Areas of Expertise
Hovione has the experience and capabilities to perform analytical development work in various areas, namely, API production, drug product development work and inhalation drug product testing.
For that purpose, Hovione analytical chemists have expertise in:
- Solid and particle characterization
- Wet analysis
How we make a difference:
- Dedicated analytical chemists assigned to each project from inception to validation stage ensure that all the information collected throughout the phases of development is not lost and is used to build process knowledge
- State of the art analytical equipment allows the development of the methods that most adequately fit the chemist´s requirements. Capacity to handle potent products and/or with special handling requirements (hygroscopic, light sensitive, etc).
- LIMS software manages all analytical data, including the generation of CofAs. A customized information system platform allows the customer to remotely see in real time the analytical results obtained during in process control and release testing.
- Several years of experience in analytical chemistry enable Hovione teams to provide troubleshooting solutions and propose alternative techniques to enhance response times and productivity.
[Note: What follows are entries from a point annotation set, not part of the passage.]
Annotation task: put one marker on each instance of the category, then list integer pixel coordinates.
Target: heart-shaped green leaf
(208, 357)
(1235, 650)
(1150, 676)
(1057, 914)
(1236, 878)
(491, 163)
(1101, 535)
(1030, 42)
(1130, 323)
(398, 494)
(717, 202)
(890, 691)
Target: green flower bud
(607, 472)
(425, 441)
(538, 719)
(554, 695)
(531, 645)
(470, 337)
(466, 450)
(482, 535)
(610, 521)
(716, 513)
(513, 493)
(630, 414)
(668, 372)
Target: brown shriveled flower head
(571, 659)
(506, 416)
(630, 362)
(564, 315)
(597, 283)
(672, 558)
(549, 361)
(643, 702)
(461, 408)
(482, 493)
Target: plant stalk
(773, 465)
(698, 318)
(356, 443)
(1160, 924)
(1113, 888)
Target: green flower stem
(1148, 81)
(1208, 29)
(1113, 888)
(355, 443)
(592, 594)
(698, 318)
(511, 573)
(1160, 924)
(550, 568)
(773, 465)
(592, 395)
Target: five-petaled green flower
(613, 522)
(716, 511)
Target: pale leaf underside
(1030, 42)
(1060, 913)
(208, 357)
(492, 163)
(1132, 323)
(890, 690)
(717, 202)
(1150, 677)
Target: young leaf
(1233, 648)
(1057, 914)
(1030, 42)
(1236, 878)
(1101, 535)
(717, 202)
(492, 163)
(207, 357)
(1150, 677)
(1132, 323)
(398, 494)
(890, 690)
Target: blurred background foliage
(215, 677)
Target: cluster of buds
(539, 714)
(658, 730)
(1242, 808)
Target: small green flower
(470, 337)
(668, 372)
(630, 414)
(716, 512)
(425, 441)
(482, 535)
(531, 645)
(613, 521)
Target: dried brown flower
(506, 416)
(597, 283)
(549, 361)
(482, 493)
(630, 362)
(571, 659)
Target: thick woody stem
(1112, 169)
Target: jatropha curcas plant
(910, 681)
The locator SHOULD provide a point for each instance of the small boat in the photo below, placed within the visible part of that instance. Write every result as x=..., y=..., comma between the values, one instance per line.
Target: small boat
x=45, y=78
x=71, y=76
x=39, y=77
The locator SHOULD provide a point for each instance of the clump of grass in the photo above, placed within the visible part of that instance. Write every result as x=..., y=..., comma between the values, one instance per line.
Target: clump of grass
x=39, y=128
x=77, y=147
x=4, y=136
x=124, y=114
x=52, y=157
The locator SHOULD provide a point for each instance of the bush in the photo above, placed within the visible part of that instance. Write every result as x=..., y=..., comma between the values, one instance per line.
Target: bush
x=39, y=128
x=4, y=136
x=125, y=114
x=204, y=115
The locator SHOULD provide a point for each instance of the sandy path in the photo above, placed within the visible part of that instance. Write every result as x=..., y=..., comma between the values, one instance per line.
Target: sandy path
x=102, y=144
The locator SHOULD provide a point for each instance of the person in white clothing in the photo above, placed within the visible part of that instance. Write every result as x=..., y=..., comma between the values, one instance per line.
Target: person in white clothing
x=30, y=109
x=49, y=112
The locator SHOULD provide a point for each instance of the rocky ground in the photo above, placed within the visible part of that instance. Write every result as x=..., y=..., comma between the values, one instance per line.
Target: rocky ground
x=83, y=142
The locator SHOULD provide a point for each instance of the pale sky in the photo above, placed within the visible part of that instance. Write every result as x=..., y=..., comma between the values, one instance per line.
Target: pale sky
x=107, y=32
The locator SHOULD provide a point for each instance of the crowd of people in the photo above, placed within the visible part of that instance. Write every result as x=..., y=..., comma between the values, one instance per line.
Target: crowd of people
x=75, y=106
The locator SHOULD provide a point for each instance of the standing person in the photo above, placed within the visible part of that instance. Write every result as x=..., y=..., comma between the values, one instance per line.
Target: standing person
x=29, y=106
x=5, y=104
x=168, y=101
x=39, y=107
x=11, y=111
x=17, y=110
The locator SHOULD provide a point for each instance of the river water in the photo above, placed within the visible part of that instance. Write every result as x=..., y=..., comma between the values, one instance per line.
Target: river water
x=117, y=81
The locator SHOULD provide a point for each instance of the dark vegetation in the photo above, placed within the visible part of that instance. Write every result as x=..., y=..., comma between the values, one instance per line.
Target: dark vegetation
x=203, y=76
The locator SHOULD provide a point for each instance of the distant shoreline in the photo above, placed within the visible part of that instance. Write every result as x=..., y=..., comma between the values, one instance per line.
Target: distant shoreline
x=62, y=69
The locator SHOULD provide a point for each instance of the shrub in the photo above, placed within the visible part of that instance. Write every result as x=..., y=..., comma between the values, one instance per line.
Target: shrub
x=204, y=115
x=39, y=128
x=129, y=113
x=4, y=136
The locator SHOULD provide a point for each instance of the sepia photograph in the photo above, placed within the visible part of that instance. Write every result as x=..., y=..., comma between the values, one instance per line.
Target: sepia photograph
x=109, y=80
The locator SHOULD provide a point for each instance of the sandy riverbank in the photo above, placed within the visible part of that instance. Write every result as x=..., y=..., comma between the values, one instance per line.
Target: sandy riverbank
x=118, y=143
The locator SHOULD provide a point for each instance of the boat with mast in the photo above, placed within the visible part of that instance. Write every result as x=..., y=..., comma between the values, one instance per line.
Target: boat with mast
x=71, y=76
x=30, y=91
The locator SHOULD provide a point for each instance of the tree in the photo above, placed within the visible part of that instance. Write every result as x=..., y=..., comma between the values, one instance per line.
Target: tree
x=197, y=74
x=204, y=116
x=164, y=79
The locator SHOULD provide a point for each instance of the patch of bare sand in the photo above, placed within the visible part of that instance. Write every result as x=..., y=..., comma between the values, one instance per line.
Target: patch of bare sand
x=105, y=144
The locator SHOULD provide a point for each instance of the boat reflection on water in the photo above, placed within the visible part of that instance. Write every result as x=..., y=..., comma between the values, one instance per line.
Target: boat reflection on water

Solid State and Particle characterization
Solid State characterization is fundamental for the pharmaceutical industry. The majority of pharmaceutical compounds are produced as solid materials and their ability to exist in different solid forms, crystalline and amorphous, allows them to exhibit different physical properties. This has a direct impact on bioavailability and bioequivalence as well as on drug product manufacturing process and stability. As a result, control of the solid-state behavior of the drug is important during its whole life cycle.
Particle characterization is also crucial throughout the entire drug development and commercial stage due to the fact that size and morphology can influence product performance, processability and drug bulk properties.
At Hovione, comprehensive development studies, solid state and particle size methods development, as well as a complex solid state system understanding, are examples of the analytical support provided by our expert staff to API and drug product projects. Specific analytical capabilities include several techniques for bulk solid structure elucidation, physical characterization as well as imaging.
Since the presence of some microorganisms in a pharmaceutical product may reduce or inactivate its therapeutic activity and in a major instance adversely affect the health of the target patient, it is of great importance for the pharmaceutical industry to avoid microbial contamination.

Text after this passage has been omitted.